Iterators

Documentation

  1. Iterators in the Python Tutorial
  2. iterator and iterable in the Python Glossary
  3. Iterators in the Functional Programming HOWTO
  4. Iterator types in the Python Standard Library
    1. __iter__
    2. __next__
  5. Emulating container types in the Python Language Reference
    1. __iter__
  6. Standard Library functions and exception:
    1. iter
    2. next
    3. StopIteration

Iterables

A for loop can loop through values of many types:

s = "hello"

for c in s:                  #s is an object of class string
    print(c)
myList = [20, 10, 30]

for item in myList:          #myList is an object of class list
    print(item)
myDict = {
    "yes":   "maybe",        #In the real world, the real meaning of "yes" is "maybe".
    "maybe": "no"
}

for key in myDict:           #myDict is an object of class dict
    print(key, myDict[key])
r = range(10) #The object returned by the range function is of class range.

for i in r:
    print(i)
import sys

#The object returned by the open function is of class io.TextIOWrapper,
#assuming that the file is a text file.

try:
    lines = open(filename)
except BaseException as error:
    print(error, file = sys.stderr)
    sys.exit(1)

for line in lines:
    print(line)

lines.close()
import sys
import urllib.request

url = "http://oit2.scps.nyu.edu/~meretzkm/python/string/romeo.txt"

try:
    lines = urllib.request.urlopen(url)
except urllib.error.URLError as error:
    print(error, file = sys.stderr)
    sys.exit(1)

for line in lines:   #line is a sequence of bytes.
    try:
        s = line.decode("utf-8") #Convert sequence of bytes to string of characters.
    except UnicodeError as error:
        print(error, file = sys.stderr)
    sys.exit(1)

    print(s, end = "")           #s already ends with a newline.

lines.close()

A value that you can loop through with a for loop is called an iterable, although I think a better name would be a forable.

#Test if a value is iterable.

infile = open(filename)

try:
    it = iter(infile)
except TypeError:
    print("The value is not iterable.")
else:
    print("The value is iterable.")

for loop

The following for loop iterates through a range of ints. We will build a loop that iterates through a range of fractions.

for i in range(10):
    print(i)
0
1
2
3
4
5
6
7
8
9

What the for loop really does with the above range(10)

The following call to the iter function returns an object of class range_iterator. A range_iterator is an example of an iterator. Since the iter function returned a valid iterator, we say that the range object is iterable.

it = iter(range(10))

while True:
    try:
        i = next(it)
    except StopIteration:
        break;

    print(i)

The iter function does its work by calling the __iter__ method. The next function does its work by calling the __next__ method. The above code therefore does the following.

it = range(10).__iter__()

while True:
    try:
        i = it.__next__()
    except StopIteration:
        break;

    print(i)

Create our own range

The following MyRange is an iterable because it has an __iter__ method. The following MyRange_iterator is an iterator because it has a __next__ method.
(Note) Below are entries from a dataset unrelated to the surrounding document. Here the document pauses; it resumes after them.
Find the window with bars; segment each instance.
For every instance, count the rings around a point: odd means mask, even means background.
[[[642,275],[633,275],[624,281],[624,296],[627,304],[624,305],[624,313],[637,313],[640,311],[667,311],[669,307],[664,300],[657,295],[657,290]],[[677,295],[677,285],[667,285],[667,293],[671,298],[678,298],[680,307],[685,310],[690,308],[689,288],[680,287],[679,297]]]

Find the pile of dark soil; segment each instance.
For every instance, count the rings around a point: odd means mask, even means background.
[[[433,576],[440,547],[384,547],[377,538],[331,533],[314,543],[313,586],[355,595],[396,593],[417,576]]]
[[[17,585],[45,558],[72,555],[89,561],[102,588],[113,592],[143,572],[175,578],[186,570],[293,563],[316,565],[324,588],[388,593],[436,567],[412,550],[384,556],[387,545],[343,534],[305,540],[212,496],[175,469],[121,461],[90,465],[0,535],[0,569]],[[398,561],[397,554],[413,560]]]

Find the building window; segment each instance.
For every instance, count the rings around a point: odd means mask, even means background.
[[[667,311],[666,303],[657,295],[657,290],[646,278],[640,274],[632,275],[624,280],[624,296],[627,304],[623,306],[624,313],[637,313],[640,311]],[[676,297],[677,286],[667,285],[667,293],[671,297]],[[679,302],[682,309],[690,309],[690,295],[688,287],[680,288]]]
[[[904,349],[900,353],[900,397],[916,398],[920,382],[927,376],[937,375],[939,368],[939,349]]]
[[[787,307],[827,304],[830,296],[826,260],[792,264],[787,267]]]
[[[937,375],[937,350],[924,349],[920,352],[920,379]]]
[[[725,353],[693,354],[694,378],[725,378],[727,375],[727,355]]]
This simple MyRange requires all three arguments (start, stop, step), and can only count upwards. I should have error checked the arguments of the methods to make sure that start, stop, step are ints, and to make sure that stop ≥ start, etc.

class MyRange(object):
    def __init__(self, start, stop, step):
        self.start = start
        self.stop = stop
        self.step = step

    def __iter__(self):
        return MyRange_iterator(self.start, self.stop, self.step)


class MyRange_iterator(object):
    def __init__(self, start, stop, step):
        self.i = start
        self.stop = stop
        self.step = step

    def __next__(self):   #takes no arguments except self
        if self.i >= self.stop:
            raise StopIteration
        nextValue = self.i
        self.i += self.step
        return nextValue


for i in MyRange(0, 10, 1):
    print(i)

print()

if 7 in MyRange(0, 10, 1):
    print("7 is in the range.")
0
1
2
3
4
5
6
7
8
9

7 is in the range.

Two loops at the same time

The outer for loop creates an iterator for this range. Then the inner for loop creates another iterator for the same range. Since each iterator contains its own i, the first iterator can keep holding 0 while the second iterator runs through the ints from 0 to 9 inclusive.

r = MyRange(0, 10, 1)

for outer in r:
    print(f"{outer} is just one of the items in the range ", end = "")
    for inner in r:
        print(inner, end = " ")
    print()
0 is just one of the items in the range 0 1 2 3 4 5 6 7 8 9
1 is just one of the items in the range 0 1 2 3 4 5 6 7 8 9
2 is just one of the items in the range 0 1 2 3 4 5 6 7 8 9
3 is just one of the items in the range 0 1 2 3 4 5 6 7 8 9
4 is just one of the items in the range 0 1 2 3 4 5 6 7 8 9
5 is just one of the items in the range 0 1 2 3 4 5 6 7 8 9
6 is just one of the items in the range 0 1 2 3 4 5 6 7 8 9
7 is just one of the items in the range 0 1 2 3 4 5 6 7 8 9
8 is just one of the items in the range 0 1 2 3 4 5 6 7 8 9
9 is just one of the items in the range 0 1 2 3 4 5 6 7 8 9

Pass an iterator to a for loop

We already know that this works:

for i in MyRange(0, 10, 1):
    print(i)

Let’s make this work too:

it = iter(MyRange(0, 10, 1))

for i in it:
    print(i)
Traceback (most recent call last):
  File "/Users/myname/python/myprog.py", line 26, in <module>
    for i in it:
TypeError: 'MyRange_iterator' object is not iterable

Simply add the following trivial __iter__ method to class MyRange_iterator. This makes the class iterable.

class MyRange(object):
    def __init__(self, start, stop, step):
        self.start = start
        self.stop = stop
        self.step = step

    def __iter__(self):
        return MyRange_iterator(self.start, self.stop, self.step)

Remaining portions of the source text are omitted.